Paper 2 addresses a highly timely and universally relevant topic (AI automation) with a novel theoretical framework that challenges traditional comparative advantage logic. It offers broad macroeconomic implications and empirical validation, suggesting high impact across economics, management, and technology policy. While Paper 1 provides rigorous empirical insights into labor economics, Paper 2's focus on the rapidly evolving AI landscape and its fundamental impact on job structuring gives it significantly higher potential for transformative real-world application and cross-disciplinary scientific impact.
Paper 1 offers a broadly applicable, empirically grounded forecasting framework with a closed-form error distribution validated across 53 technologies, enabling quantified, comparable predictions and technology-vs-technology performance probabilities. Its methodological rigor (hindcasting, universality claim across domains) and immediate real-world usefulness for planning/investment/policy give it wide cross-field impact and strong timeliness in technology forecasting. Paper 2 is novel and relevant for labor/AI economics, but its impact is more field-specific and hinges more on model assumptions and the robustness/generalizability of supporting empirical evidence.

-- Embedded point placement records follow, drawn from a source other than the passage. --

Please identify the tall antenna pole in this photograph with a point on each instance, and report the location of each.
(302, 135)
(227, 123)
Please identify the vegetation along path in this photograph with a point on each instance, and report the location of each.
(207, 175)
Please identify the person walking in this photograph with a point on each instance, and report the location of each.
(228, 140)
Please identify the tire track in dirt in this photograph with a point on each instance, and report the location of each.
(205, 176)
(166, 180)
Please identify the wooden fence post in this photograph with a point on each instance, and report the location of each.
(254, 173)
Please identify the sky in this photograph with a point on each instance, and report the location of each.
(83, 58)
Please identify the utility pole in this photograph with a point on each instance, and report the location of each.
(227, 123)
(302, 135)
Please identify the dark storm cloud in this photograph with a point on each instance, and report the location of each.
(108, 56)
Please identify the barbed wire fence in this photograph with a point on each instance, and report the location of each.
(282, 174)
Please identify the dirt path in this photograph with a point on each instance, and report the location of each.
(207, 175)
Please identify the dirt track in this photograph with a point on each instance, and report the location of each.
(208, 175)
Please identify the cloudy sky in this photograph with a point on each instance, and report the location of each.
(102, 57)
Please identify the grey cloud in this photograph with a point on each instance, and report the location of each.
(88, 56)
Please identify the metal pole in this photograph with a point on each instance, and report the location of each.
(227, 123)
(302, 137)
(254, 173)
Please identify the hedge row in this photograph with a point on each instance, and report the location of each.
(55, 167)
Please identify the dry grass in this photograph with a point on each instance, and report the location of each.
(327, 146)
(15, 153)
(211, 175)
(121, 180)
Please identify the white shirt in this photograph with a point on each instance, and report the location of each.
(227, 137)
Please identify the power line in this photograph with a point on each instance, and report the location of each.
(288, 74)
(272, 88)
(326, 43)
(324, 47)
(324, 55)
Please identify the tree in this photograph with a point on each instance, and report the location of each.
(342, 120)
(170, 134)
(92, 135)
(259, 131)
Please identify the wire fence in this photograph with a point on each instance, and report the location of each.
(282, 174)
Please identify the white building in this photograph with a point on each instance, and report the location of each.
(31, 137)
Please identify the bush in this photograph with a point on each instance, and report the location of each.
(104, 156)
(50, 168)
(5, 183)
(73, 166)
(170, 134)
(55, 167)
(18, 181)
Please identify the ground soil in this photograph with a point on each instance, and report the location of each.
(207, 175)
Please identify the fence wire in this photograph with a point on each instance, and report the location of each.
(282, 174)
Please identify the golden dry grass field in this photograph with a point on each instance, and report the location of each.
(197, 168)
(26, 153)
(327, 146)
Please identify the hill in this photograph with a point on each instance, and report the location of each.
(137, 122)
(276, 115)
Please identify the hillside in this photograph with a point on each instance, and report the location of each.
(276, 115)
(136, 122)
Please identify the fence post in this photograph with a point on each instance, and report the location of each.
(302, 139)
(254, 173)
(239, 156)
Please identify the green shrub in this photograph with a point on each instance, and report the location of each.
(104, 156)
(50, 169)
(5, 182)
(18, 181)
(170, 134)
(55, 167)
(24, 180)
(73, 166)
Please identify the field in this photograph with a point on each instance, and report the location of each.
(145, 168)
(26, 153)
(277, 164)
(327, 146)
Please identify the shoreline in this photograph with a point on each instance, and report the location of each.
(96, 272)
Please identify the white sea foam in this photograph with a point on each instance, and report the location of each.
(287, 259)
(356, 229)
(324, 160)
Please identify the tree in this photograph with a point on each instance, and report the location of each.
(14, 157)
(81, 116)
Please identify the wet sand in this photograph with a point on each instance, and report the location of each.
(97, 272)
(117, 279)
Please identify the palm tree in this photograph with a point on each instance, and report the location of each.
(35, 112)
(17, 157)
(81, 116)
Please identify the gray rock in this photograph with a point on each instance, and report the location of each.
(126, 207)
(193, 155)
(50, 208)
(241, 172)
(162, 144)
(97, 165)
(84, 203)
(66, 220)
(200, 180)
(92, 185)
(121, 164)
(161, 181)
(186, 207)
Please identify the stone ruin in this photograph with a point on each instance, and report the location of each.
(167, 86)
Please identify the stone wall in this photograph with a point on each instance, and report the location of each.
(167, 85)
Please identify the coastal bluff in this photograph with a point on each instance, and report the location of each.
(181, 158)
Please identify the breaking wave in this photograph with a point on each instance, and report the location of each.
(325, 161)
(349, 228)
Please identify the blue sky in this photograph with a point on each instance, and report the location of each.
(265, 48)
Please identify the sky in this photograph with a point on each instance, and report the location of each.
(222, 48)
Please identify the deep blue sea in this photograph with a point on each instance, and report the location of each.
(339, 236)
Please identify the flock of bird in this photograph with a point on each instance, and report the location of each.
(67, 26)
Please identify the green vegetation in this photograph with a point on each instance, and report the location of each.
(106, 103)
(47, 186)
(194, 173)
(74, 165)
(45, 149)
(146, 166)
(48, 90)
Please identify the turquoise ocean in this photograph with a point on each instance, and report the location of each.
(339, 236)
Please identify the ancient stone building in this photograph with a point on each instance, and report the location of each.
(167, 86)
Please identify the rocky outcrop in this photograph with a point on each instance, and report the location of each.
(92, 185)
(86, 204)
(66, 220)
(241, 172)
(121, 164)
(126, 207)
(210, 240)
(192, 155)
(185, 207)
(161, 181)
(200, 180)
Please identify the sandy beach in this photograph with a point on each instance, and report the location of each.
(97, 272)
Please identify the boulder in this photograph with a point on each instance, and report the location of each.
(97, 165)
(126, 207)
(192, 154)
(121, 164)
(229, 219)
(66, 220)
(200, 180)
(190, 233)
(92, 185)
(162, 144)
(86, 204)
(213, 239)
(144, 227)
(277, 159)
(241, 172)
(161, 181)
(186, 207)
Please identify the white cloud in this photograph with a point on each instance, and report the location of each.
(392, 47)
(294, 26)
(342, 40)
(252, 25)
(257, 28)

Paper 1 has higher potential impact due to greater novelty (a formal theory of AI task chaining and job redesign with non-linear productivity implications), strong timeliness given rapid AI adoption, and broader cross-field relevance (labor economics, organization theory, macro, AI policy). Its predictions are empirically testable and supported by evidence, increasing rigor and uptake potential. Paper 2 is methodologically solid and policy-relevant, but its findings are narrower in scope and likely incremental relative to an extensive existing literature on breastfeeding and long-run outcomes.
Paper 1 addresses a highly timely and universally relevant topic—the impact of AI on task automation and job restructuring. Its novel theoretical framework ('chaining') challenges traditional comparative advantage logic and provides a foundation for understanding current labor market transformations. While Paper 2 offers robust macroeconomic insights into income inequality, Paper 1's focus on AI automation gives it greater potential for broad, cross-disciplinary impact in economics, management, and technology policy during the current AI boom.
Paper 2 addresses the economic and structural impacts of AI automation, a highly timely and universally relevant topic. By introducing a novel theoretical framework ('AI chaining') that challenges traditional comparative advantage logic and linking it to macro-level productivity, it has immense potential for cross-disciplinary impact across economics, management, and technology policy. While Paper 1 provides rigorous and valuable insights for energy policy, Paper 2's theoretical contributions to the fundamental reorganization of labor in the AI era offer broader transformative potential and higher expected citation impact.
While Paper 1 provides crucial insights for energy policy and sustainability, Paper 2 proposes a foundational economic framework for understanding AI's impact on labor and production. Given the pervasive and disruptive nature of AI across all economic sectors, Paper 2's theoretical model has broader cross-disciplinary applicability and addresses a highly pressing, globally relevant socio-economic shift, giving it higher potential for widespread scientific and policy impact.